August 4, 2025: Tender is the Ride!

Sydney wasn’t supposed to be dramatic. Just a gentle port call and a quiet wander. But the wind had other plans—The captain, with the kind of calm decisiveness that makes you trust strangers with your life, chose to anchor offshore rather than attempt a docking maneuver that could turn theatrical in all the wrong ways. Safety first, of course—but it meant the dreaded tender ride. Or, as they now call them, “water shuttles,” as if a rebrand could make the experience less like a carnival ride choreographed by a seasick octopus!
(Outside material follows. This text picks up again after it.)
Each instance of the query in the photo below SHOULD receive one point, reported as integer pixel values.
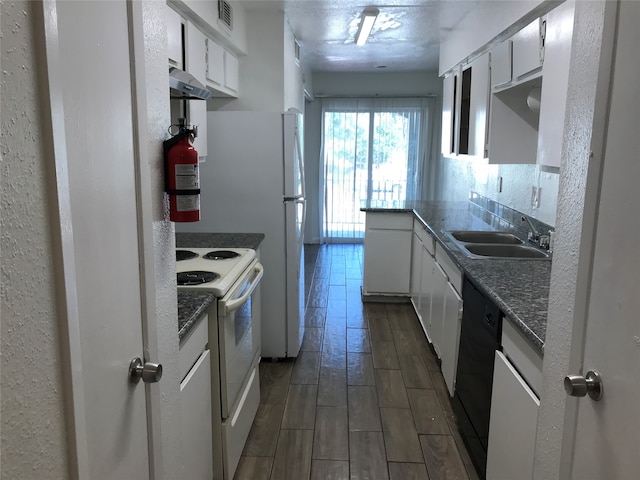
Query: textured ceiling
(405, 37)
I’ve never been fond of them. The lurching, the waiting, the vague sense that you’re participating in a group trust exercise with the sea. But we got on. What else can you do when adventure insists?

Once ashore, Sydney unfolded like a watercolor—soft, inviting, and just a little sleepy. The wind felt more like a companion than a threat. We wandered without agenda, letting the town reveal itself in quiet corners: a mural tucked behind a bakery, a man taking a break on a bench by the police station…We took photos—of each other, of nothing, of everything.

We passed the world’s largest fiddle—a 60-foot steel tribute to Cape Breton’s Celtic spirit—standing proudly on the waterfront like it was daring the wind to try something.

Back aboard the ship, we watched Sydney fade into the mist. It hadn’t been dramatic after all—just quietly beautiful, like a poem you didn’t expect to love.